Almost as soon as the hall opened, our first delegate arrived at the Helpdesk brandishing a very familiar laptop bag. The delegate bore all the hallmarks of a vintage salesman; his suit was worn, distended around his stomach which showed obvious patronage to many miles behind his rep-mobile on motorways. Placing the bag on the table, he stressed with a clear but jovial tenor voice that he had received it the previous week but was having problems with it.
I ushered him into the back of our support area. Our IT setup seemed to impress him. The Ghost Server hummed proudly atop a stack of plastic boxes while stations demarked with chairs and table space offered spare network cables and power supplies already connected and waiting for their prospective tenants.
“It’s like mission control in here!” the delegate quipped. With a confirmatory laugh, he added, “We have lift off!”
The delegate presented his laptop. As I hooked it up, he withdrew a shabby blue-covered notebook, filled with scribbling, bits of paper and bound by a rubber band from the depths of his suit. Peering through the frames of his rounded spectacles, he declared that he had a number of problems. He reeled off each entry on his list, as though sermonising from his blue notebook. The software, though it could open, was unable to load profiles or remember preferences which, though meant nothing to me, meant the world to a marketing guru such as this man. It also seemed to failed to synchronise in any way with the central database. While scanning through the laptop, I had also noticed McAfee was failing to update and the image distinctly lacked any installation of MS Office.
The realization that Roland had indeed fudged the image was all too real. This was polarized by the sight near the helpdesk tables at 10:15. The queue seemed to extend to the far corner of the hall, all said the same thing. The rickety tables seemed the final barricade on the front lines as reps, brandishing the same laptop bags, came to voice their ails.
Tensions ran high as the word spread among the queuing reps. IT had blown it; they’d screwed the pooch and messed up big-time! Dissent spread quickly into the queue. Our borrowed Helpdesk guy was buckling. He was ill-equipped to deal with demand of this magnitude without the simple escape route of simply logging a call for escalation. I relieved him with the instruction to find Angie. In the meantime, all we could think to do was accept laptops back en-masse and deal with the fallout later.

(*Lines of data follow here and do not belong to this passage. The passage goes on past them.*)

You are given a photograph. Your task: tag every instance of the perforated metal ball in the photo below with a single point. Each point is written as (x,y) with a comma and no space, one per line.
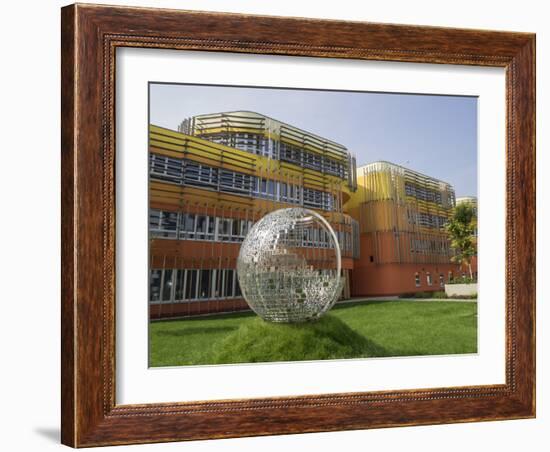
(289,266)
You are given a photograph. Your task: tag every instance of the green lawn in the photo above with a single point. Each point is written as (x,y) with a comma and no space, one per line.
(366,329)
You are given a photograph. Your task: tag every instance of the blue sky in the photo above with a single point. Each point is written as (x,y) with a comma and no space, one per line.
(435,135)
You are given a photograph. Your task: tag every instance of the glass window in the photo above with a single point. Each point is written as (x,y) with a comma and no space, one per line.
(191,284)
(187,227)
(180,280)
(205,286)
(238,292)
(202,221)
(228,283)
(167,285)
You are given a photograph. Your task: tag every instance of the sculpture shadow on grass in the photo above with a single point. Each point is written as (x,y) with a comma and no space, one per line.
(328,338)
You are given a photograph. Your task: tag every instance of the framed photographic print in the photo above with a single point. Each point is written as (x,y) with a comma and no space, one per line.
(280,225)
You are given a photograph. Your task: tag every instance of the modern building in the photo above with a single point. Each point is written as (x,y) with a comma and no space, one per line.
(404,247)
(212,179)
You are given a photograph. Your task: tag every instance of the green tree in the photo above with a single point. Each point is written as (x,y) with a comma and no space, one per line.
(462,231)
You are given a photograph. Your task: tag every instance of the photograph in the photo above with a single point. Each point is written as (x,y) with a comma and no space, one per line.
(294,224)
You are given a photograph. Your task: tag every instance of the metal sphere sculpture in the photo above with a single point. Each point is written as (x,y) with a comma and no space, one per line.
(289,266)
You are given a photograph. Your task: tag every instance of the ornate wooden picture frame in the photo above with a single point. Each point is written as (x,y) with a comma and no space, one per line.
(90,37)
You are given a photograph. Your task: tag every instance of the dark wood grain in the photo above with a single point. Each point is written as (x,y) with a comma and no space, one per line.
(90,36)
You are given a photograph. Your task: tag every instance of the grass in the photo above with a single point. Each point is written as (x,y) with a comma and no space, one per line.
(354,330)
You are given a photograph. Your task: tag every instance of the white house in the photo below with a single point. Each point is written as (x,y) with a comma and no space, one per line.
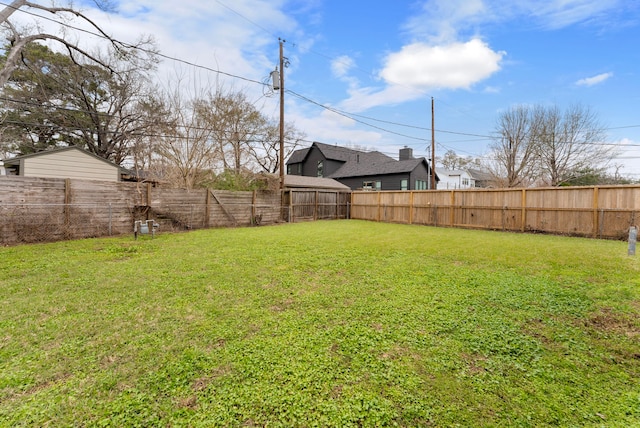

The rear support area filled as some 200 machines lay piled as portrait of the enormous blunder. Angie’s eventual reappearance was complemented with another bout of her ranting and raving; despite her inability to offer another solution, she stormed off in anger leaving us to somehow organise transportation of 200 laptops back to head office. Two sales and marketing managers also appeared, demanding explanations and reasons for this mother of all fuck-ups.
Our borrowed helpdesk guy and I loaded the laptops into a hire van for their voyage back to the office. Our drive back to the office through the rain seemed dark and depressing. The rain reverberated off the large metal hulk of the van only dampened by the cloth of the soft laptop bags. The only thing to look forward to now was another drenching skirmish through the office yard to return the laptops to their holding cells.